Qualquer
pessoa que saiba o que custa de investimento pessoal, cognitivo e até
financeiro pesquisar acervos, obter revistas antigas e recortes de jornal para
montar um quebra-cabeça que pode se chamar biografia, mas também sociologia,
história ou até crítica literária, deve estar de cabelo em pé com o lobby da MPB – Movimento Proibitivo de
Biografias, por supuesto.
A
MPB, ou melhor: o MPB está defendendo seus cofres e talvez alguma fofoca desabonadora, mas dá de
ombros para o efeito de sua tomada de posição em um assunto tão grave como o
dos direitos da personalidade, confrontados com o da livre expressão. Deus me
livre de perder precioso tempo com uma biografia do Chico Buarque: adoro suas canções, declaradamente,
e até já fui de muletas a um show seu no Teatro Castro Alves, mas não tenho
paciência nem sequer para o narrador de Leite
derramado, que, deitado no leito de um hospital, conta profusamente o lado
mais sórdido de sua existência a uma filha, sempre lhe requisitando atenção: “Mas você perdeu lances fundamentais de minha
vida. Do jeito que anda relapsa, quando você compilar minhas memórias vai ficar
tudo desalinhavado, sem pé nem cabeça” (abertura do capítulo 21).
Eulálio
d’Assumpção, o narrador preocupado com a estrutura de sua “biografia autorizada”,
poderia muito bem ficar nas páginas da obra, chorando o seu leite derramado. Mas,
como um dia arrisquei fazer, terá fugido de muletas para ver Chico Buarque; e,
muito mais ágil e impudente, subiu assim o morro da Gávea e entrou
sorrateiramente na casa do criador, fazendo-o refém e assinando declarações em
seu nome. Grande Eulálio! Mais modesto, eu me contentei em aplaudir e voltar
para casa.
Mas
será que o Chico, quer dizer, o Eulálio, ou algum de seus amigos, está minimamente
preocupado com o alcance de suas objeções à flexibilização do Código Civil?
Lembrei-me
do episódio que envolveu o poeta Lêdo Ivo quando da publicação de seu livro “O
vento do mar”, uma espécie de autobiografia literária mista de antologia e
reportagem fotográfica. Ao escritor que fora amigo pessoal e vizinho de Manuel
Bandeira em Teresópolis, a quem o autor de “A cinza das horas” sempre
incentivou – e os registros são muitos, a começar pela evidência do prêmio
concedido a “Ode e elegia”, ainda na
juventude de Ivo – pois a este amigo do amigo do Rei (que não é o Roberto
Carlos, mas o de Pasárgada), foi negado o direito de reproduzir uma foto sem autorização
e pagamento prévio.
Ocorre
que Bandeira nem sequer deixou herdeiros em linha direta – não teve filhos,
como diz no poema “Testamento” – mas apenas colaterais, cuja atenção para com o
poeta, em vida, fora a mínima possível, como em boa hora expôs, com a verve de
sempre, um indignado Lêdo Ivo.
Na
entrevista, que vale a pena reler agora, Lêdo Ivo ainda chamava a atenção para
os impasses criados pela família de Cecília Meireles à biografia da poeta.

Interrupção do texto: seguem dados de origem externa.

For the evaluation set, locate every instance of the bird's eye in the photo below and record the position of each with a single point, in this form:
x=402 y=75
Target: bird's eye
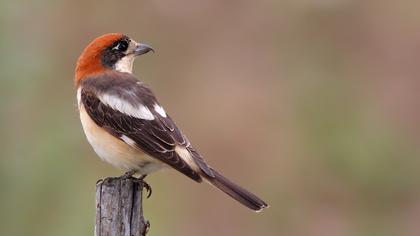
x=121 y=46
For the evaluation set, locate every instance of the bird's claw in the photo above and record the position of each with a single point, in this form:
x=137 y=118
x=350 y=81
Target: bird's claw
x=148 y=189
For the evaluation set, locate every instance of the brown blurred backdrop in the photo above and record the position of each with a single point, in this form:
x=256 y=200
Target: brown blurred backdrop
x=312 y=104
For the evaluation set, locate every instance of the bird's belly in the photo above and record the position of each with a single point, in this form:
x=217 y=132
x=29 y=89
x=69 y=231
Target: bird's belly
x=115 y=151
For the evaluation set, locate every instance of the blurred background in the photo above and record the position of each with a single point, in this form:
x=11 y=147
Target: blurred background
x=312 y=104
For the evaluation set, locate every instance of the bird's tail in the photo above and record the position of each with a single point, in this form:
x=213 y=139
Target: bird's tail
x=238 y=193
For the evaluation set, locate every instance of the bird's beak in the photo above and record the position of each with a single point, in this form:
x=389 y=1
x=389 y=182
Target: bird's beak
x=142 y=48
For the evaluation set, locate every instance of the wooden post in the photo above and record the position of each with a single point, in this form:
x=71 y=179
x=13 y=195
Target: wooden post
x=119 y=210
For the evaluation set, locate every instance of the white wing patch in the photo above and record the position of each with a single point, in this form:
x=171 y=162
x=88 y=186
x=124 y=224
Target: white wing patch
x=116 y=103
x=159 y=109
x=128 y=140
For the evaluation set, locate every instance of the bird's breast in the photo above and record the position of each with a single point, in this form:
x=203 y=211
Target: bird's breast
x=115 y=151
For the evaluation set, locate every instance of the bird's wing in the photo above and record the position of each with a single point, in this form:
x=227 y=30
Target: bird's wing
x=128 y=110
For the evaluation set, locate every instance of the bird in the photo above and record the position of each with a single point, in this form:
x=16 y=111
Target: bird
x=127 y=126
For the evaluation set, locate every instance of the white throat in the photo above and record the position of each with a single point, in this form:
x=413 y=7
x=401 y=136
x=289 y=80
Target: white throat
x=125 y=64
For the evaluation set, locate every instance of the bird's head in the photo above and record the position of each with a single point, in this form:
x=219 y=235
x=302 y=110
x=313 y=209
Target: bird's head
x=114 y=51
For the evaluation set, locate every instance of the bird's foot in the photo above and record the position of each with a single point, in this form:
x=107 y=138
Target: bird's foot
x=145 y=185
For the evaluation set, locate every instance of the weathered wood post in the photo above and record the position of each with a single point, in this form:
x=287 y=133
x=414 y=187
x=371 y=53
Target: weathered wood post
x=119 y=210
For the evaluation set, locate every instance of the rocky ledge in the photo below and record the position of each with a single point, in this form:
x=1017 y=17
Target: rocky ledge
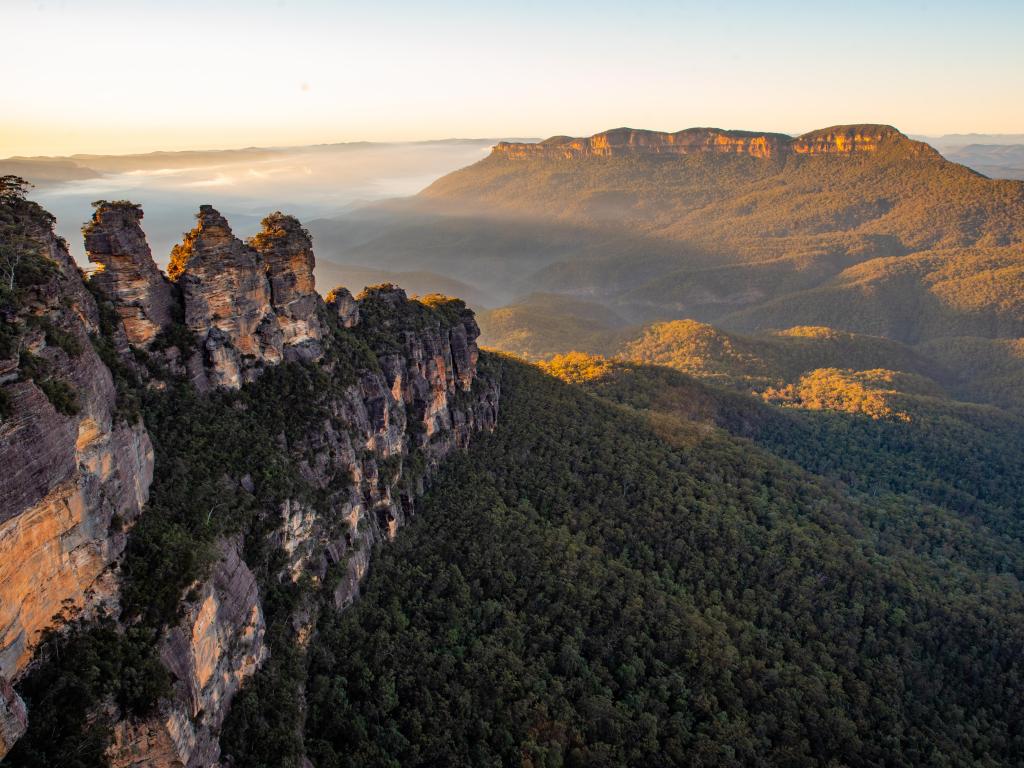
x=847 y=139
x=408 y=392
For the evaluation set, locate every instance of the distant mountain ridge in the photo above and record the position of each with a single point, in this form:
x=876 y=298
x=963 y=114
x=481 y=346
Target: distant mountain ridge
x=843 y=139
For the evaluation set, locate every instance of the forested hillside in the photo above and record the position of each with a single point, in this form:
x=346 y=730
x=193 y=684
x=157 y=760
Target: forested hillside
x=581 y=590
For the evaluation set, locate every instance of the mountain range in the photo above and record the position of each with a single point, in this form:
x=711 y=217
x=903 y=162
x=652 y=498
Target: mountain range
x=753 y=497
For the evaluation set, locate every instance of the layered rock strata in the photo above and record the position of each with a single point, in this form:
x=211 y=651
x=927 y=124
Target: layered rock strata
x=627 y=141
x=80 y=473
x=126 y=271
x=75 y=475
x=250 y=305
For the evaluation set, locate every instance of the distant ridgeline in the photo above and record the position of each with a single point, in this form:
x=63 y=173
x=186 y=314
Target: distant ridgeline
x=624 y=141
x=733 y=547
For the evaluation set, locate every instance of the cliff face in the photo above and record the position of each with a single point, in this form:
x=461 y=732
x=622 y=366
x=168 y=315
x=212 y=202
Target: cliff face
x=627 y=141
x=74 y=474
x=126 y=271
x=250 y=306
x=81 y=473
x=213 y=649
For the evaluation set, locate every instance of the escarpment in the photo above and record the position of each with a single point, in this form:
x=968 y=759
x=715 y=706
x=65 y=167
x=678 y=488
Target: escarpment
x=126 y=271
x=627 y=141
x=368 y=395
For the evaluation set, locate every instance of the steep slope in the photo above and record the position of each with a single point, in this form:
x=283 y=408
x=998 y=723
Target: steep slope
x=288 y=436
x=579 y=591
x=755 y=230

(Família, aliás, que muitas vezes preferiu brigar a cuidar bem do acervo.) Quer dizer, a questão da fotografia com Bandeira fora
imediatamente percebida como um debate maior, e o problema das biografias – de que
então nem se falava – ocorreu ao autor de “O vento do mar”.
Lêdo Ivo não desconhecia que os bens jurídicos tutelados são os mesmos: honra, imagem,
intimidade, de um lado; e, de outro, liberdade de expressão e acesso ao
conhecimento. E que, em caso de dano, sempre verificado a posteriori, o Direito assegura medidas cabíveis, no âmbito civil
e penal – o que, todavia, não consola ainda hoje o seu conterrâneo Djavan, que
vem a público justificar o partido da censura prévia com uma frase digna do
General de Gaulle: “... mas o Brasil não é um país desenvolvido”.
O
apoio desse mesmo Djavan, mais Caetano Veloso, Gilberto Gil, Chico Buarque, e
Milton Nascimento – todos secundando o rei Roberto Carlos − ao estatuto
jurídico das autorizações prévias não atinge apenas suas próprias vidinhas:
reforça todo o sistema normativo brasileiro que faz com que precisemos da
autorização de herdeiros para publicar um documento de interesse público, ou
até mesmo um documento próprio, como a carta de um amigo ou a fotografia com
ele tirada. Ou seja, não atinge apenas gente como Ruy Castro ou editoras como a
Companhia das Letras: seu espectro é muito mais amplo e chega até as pesquisas
acadêmicas, confrontadas muitas vezes com herdeiros que pouco ou nada sabem sobre
os espólios que administram (e de que nem sempre cuidam) indo ainda além, e atingindo
inclusive o memorialismo – como no caso da biografia de Leminski escrita por
Domingos Pellegrini, ou da foto que falta em “O vento do mar”.
Aliás,
como dizia Lêdo Ivo, ao final da reportagem sobre a atitude dos herdeiros de
Bandeira, e antecipando o alcance do debate – “Uma biografia autorizada não é
uma biografia, pois atende às conveniências da família. E a verdadeira
biografia, que poderia servir à compreensão do leitor, está proibida no Brasil.”
Que
Eulálio não o ouça.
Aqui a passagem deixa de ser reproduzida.